Todos estes projetos regionais encontram-se, pois, numa encruzilhada. Havia finalmente um rumo definido para o aeroporto e para as grandes ligações ferroviárias, algo que exigiu coragem política para decidir. O revés governativo, porém, arrisca atrasar calendários e semear desconfiança junto de investidores e parceiros internacionais.

Almada e concelhos vizinhos da Margem Sul têm muito a ganhar com a concretização destas infraestruturas – em conectividade, oportunidades económicas e qualidade de vida – mas têm igualmente muito a perder se o impasse político as protelar indefinidamente. Cada adiamento representa mais tempo com o aeroporto da Portela saturado, com filas na ponte e com a região sul de Lisboa menos competitiva.

Observando este panorama, fica claro que as consequências da instabilidade política são mais que abstratas – são bem concretas para as populações locais. Em Almada, os benefícios tangíveis de projetos pensados ao longo de anos podem esvair-se se não houver continuidade governativa. A expansão do metro e o novo túnel significam menos trânsito e menos poluição, as casas acessíveis significam fixar jovens casais e dar dignidade habitacional às famílias, o novo aeroporto e a terceira travessia significam emprego e coesão metropolitana. São factos e necessidades objetivas, não meros caprichos de um qualquer governo.

É, portanto, profundamente lamentável que projetos desta envergadura fiquem reféns de lutas político-partidárias e jogos de poder. A queda do Governo, motivada por querelas pessoais em vez de discordâncias programáticas, traduziu-se em tempo perdido para avançar com obras cruciais.

Durante semanas discutiu-se uma empresa familiar gerida pelos filhos do Primeiro-Ministro, quando deveríamos ter discutido o financiamento do metro, o caderno de encargos do aeroporto ou o calendário das novas pontes e linhas férreas. Esta inversão de prioridades cobra agora um preço elevado: a incerteza quanto ao futuro. Entre dissoluções do parlamento, eleições antecipadas e executivos de gestão, quem sofre as consequências são as famílias, que veem adiado o progresso que lhes foi prometido.

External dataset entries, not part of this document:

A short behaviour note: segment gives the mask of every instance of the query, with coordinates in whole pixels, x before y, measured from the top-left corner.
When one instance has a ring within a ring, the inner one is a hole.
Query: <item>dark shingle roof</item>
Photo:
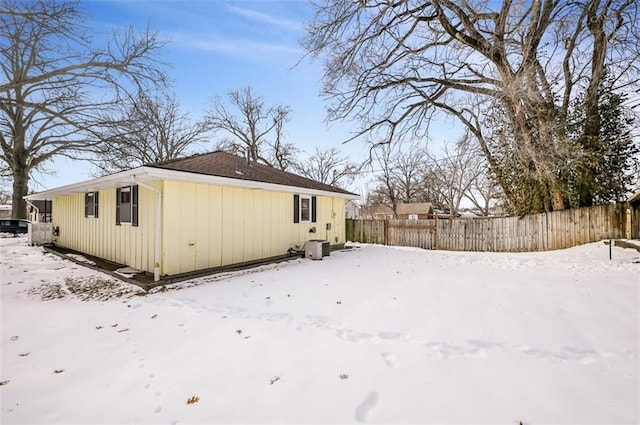
[[[246,158],[221,151],[148,164],[147,167],[356,195],[268,165],[247,162]]]

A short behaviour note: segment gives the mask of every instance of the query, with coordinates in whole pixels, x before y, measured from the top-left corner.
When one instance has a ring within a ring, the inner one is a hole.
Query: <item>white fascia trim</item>
[[[49,200],[54,196],[71,195],[74,193],[96,192],[100,189],[111,189],[122,186],[131,185],[131,176],[144,177],[146,174],[144,169],[148,167],[138,167],[131,170],[121,171],[96,179],[86,180],[79,183],[72,183],[65,186],[56,187],[42,192],[27,195],[24,199],[33,200]],[[144,179],[145,182],[149,180]]]
[[[166,170],[154,167],[138,167],[132,170],[122,171],[109,176],[98,177],[80,183],[60,186],[54,189],[27,195],[24,199],[29,201],[49,200],[54,196],[71,195],[74,193],[94,192],[100,189],[111,189],[128,186],[132,183],[132,177],[140,182],[150,183],[157,180],[178,181],[184,183],[215,184],[219,186],[240,187],[245,189],[263,189],[274,192],[299,193],[318,196],[330,196],[333,198],[360,199],[358,195],[329,192],[325,190],[306,189],[296,186],[285,186],[273,183],[263,183],[252,180],[232,179],[228,177],[210,176],[205,174],[187,173],[184,171]]]
[[[330,196],[333,198],[360,199],[358,195],[347,193],[329,192],[326,190],[307,189],[297,186],[285,186],[281,184],[257,182],[254,180],[232,179],[229,177],[210,176],[206,174],[187,173],[184,171],[166,170],[162,168],[143,167],[150,177],[158,180],[179,181],[185,183],[215,184],[219,186],[240,187],[244,189],[263,189],[273,192],[299,193],[318,196]]]

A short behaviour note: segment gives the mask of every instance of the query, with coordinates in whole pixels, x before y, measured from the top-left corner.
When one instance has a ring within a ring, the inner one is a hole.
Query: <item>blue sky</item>
[[[306,0],[104,0],[81,5],[98,32],[129,26],[144,30],[147,25],[158,31],[168,41],[161,59],[169,64],[173,91],[194,118],[214,96],[251,85],[266,105],[291,108],[286,138],[299,149],[336,147],[354,161],[368,154],[362,142],[342,144],[356,124],[325,122],[322,61],[303,59],[300,46],[305,22],[313,17]],[[212,140],[211,149],[214,144]],[[58,160],[50,169],[56,175],[37,178],[36,190],[90,177],[89,166],[68,160]]]

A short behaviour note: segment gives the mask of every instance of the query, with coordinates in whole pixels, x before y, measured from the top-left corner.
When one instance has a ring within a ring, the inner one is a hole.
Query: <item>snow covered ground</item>
[[[640,253],[363,245],[150,294],[0,239],[2,423],[638,423]]]

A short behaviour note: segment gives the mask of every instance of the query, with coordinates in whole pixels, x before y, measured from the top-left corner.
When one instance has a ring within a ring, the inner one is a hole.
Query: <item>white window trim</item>
[[[122,196],[123,192],[129,192],[129,220],[123,220],[122,219],[122,198],[119,199],[118,201],[120,201],[120,224],[121,225],[131,225],[133,222],[133,191],[131,190],[131,186],[124,186],[120,188],[120,196]]]
[[[87,192],[85,196],[91,197],[91,204],[93,205],[93,214],[87,214],[85,217],[86,218],[95,218],[96,217],[96,209],[98,209],[98,206],[96,205],[96,192]],[[86,208],[86,206],[85,206],[85,208]]]
[[[309,218],[307,218],[306,220],[304,220],[302,218],[302,200],[306,199],[307,201],[309,201]],[[312,211],[311,211],[311,195],[300,195],[300,205],[298,206],[298,217],[300,218],[300,223],[310,223],[311,222],[311,215],[312,215]]]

Em democracia é saudável escrutinar os governantes, mas quando o escrutínio se transforma em perseguição pessoal e bloqueio sistemático, do sistema quem perde é o país. Almada e Portugal não podem ficar reféns de calculismos políticos de PS e Chega. Urge recentrar o debate no essencial – na execução dos projetos estruturantes que elevam a qualidade de vida e preparam o futuro – e afastar de vez o ruído estéril das questiúnculas pessoais. Só com estabilidade e sentido de Estado será possível retomar o rumo desses grandes projetos. A alternância de poder faz parte das regras do jogo democrático, mas a sabotagem do interesse comum por motivos mesquinhos, porém, não pode ser tolerada. Em nome de Almada e da Margem Sul – e em nome do país –, impõe-se que os responsáveis políticos coloquem os factos e as consequências para as populações acima das trincheiras partidárias. Caso contrário, arriscamo-nos a que a crónica anunciada destes projetos falhados seja, ela sim, a verdadeira derrota de todos.